Reinforcement learning pipelines emphasize verifiable reward (RLVR) over human feedback (RLHF) for scalability and avoid KL/entropy loss to stabilize training across multimodal domains.
Pricing (API)
Zhipu AI offers competitive prices for the GLM-4.6V series, with both the flagship model and its lightweight model offering high accessibility.
-
GLM-4.6V: $0.30 (input) / $0.90 (output) per million tokens
-
GLM-4.6V-Flash: Free
Compared to leading vision-enabled and text-first LLMs, GLM-4.6V is one of the most cost-effective for large-scale multimodal inference. Below is a comparison snapshot of prices between providers.

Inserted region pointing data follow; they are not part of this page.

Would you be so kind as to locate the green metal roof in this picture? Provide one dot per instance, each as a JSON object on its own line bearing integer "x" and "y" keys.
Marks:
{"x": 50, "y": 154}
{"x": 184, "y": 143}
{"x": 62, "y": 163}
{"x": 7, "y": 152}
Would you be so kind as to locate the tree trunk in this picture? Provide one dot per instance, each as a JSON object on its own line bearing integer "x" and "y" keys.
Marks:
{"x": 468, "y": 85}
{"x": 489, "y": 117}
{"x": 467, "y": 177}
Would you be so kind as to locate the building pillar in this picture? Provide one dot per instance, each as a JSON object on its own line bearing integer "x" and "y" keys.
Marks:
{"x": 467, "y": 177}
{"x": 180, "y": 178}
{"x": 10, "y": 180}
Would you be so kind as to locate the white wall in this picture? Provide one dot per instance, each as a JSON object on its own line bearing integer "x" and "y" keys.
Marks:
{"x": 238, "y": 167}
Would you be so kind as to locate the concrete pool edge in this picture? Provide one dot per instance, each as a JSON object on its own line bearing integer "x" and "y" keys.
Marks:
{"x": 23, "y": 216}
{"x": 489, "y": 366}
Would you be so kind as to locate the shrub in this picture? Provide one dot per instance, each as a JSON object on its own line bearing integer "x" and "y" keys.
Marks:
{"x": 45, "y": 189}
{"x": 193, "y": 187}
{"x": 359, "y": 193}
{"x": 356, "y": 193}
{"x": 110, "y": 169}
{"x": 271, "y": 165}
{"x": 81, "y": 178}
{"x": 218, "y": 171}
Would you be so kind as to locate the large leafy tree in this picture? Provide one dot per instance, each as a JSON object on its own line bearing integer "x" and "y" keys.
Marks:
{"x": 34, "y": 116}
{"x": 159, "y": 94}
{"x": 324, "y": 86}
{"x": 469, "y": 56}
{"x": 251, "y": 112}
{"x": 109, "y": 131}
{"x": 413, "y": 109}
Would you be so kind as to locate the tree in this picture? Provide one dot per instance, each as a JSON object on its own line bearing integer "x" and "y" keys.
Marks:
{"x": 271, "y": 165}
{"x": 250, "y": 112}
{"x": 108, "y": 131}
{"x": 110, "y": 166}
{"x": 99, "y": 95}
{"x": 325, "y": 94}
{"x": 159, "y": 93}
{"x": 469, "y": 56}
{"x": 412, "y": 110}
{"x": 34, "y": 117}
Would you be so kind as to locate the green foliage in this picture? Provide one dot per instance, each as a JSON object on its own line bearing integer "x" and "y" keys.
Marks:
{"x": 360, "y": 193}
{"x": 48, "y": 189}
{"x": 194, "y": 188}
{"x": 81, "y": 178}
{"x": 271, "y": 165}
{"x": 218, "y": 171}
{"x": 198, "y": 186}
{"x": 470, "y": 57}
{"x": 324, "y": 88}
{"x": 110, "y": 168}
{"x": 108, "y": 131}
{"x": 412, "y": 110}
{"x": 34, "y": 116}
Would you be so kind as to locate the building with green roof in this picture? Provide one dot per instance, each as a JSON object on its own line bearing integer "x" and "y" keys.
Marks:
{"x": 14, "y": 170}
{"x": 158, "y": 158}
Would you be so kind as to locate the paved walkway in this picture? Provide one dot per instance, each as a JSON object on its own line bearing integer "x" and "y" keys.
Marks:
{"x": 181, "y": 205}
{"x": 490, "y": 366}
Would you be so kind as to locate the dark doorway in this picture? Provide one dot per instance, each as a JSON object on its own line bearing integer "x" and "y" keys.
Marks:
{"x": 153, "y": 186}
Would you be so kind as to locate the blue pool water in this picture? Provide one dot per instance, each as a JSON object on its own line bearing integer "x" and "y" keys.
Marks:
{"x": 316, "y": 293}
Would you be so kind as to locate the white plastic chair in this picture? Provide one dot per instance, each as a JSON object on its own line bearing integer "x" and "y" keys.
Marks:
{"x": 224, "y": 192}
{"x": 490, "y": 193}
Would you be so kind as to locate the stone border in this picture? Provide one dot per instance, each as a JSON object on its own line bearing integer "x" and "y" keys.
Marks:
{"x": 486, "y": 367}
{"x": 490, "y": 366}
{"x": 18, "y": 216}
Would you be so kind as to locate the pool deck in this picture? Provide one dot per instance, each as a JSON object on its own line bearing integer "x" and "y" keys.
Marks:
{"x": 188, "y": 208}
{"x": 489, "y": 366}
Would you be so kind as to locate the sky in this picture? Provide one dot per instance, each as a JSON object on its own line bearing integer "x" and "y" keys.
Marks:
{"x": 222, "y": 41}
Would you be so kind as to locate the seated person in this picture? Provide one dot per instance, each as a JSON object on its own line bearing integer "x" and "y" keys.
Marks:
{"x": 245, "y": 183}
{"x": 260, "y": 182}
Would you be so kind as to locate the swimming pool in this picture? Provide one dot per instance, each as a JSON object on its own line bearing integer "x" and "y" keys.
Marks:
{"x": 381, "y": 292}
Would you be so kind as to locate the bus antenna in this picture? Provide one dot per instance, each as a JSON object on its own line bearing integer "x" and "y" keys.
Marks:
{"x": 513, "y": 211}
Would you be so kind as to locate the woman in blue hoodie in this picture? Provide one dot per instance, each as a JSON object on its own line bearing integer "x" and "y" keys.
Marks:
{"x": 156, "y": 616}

USD per million tokens — sorted by lowest total cost → highest total cost
|
model |
input |
output |
total cost |
sauce |
|
Quen 3 Turbo |
$0.05 |
$0.20 |
$0.25 |
alibaba cloud |
|
ernie 4.5 turbo |
$0.11 |
$0.45 |
$0.56 |
Qianho |
|
GLM‑4.6V |
$0.30 |
$0.90 |
$1.20 |
Z.AI |
|
Grok 4.1 Fast (Inference) |
$0.20 |
$0.50 |
$0.70 |
xAI |
|
Grok 4.1 fast (non-inferential) |
$0.20 |
$0.50 |
$0.70 |
xAI |
|
Deepseek Chat (V3.2-Exp) |
$0.28 |
$0.42 |
$0.70 |
deep seek |
|
Deep Seek Reasoner (V3.2-Exp) |
$0.28 |
$0.42 |
$0.70 |
deep seek |
|
Quen 3 Plus |
$0.40 |
$1.20 |
$1.60 |
alibaba cloud |
|
Ernie 5.0 |
$0.85 |
$3.40 |
$4.25 |
Qianho |
|
Quen Max |
$1.60 |
$6.40 |
$8.00 |
alibaba cloud |
|
GPT-5.1 |
$1.25 |
$10.00 |
$11.25 |
OpenAI |
|
Gemini 2.5 Pro (≤200K) |
$1.25 |
$10.00 |
$11.25 |
|
|
Gemini 3 Pro (≤200K) |
$2.00 |
$12.00 |
$14.00 |
|
|
Gemini 2.5 Pro (>200K) |
$2.50 |
$15.00 |
$17.50 |
|
|
Grok 4 (0709) |
$3.00 |
$15.00 |
$18.00 |
xAI |
|
Gemini 3 Pro (>200K) |
$4.00 |
$18.00 |
$22.00 |
|
|
Claude Op. 4.1 |
$15.00 |
$75.00 |
$90.00 |
human |
Previous releases: GLM‑4.5 series and enterprise applications
Prior to GLM‑4.6V, Z.ai released the GLM‑4.5 family in mid-2025, establishing itself as a leading contender in open source LLM development.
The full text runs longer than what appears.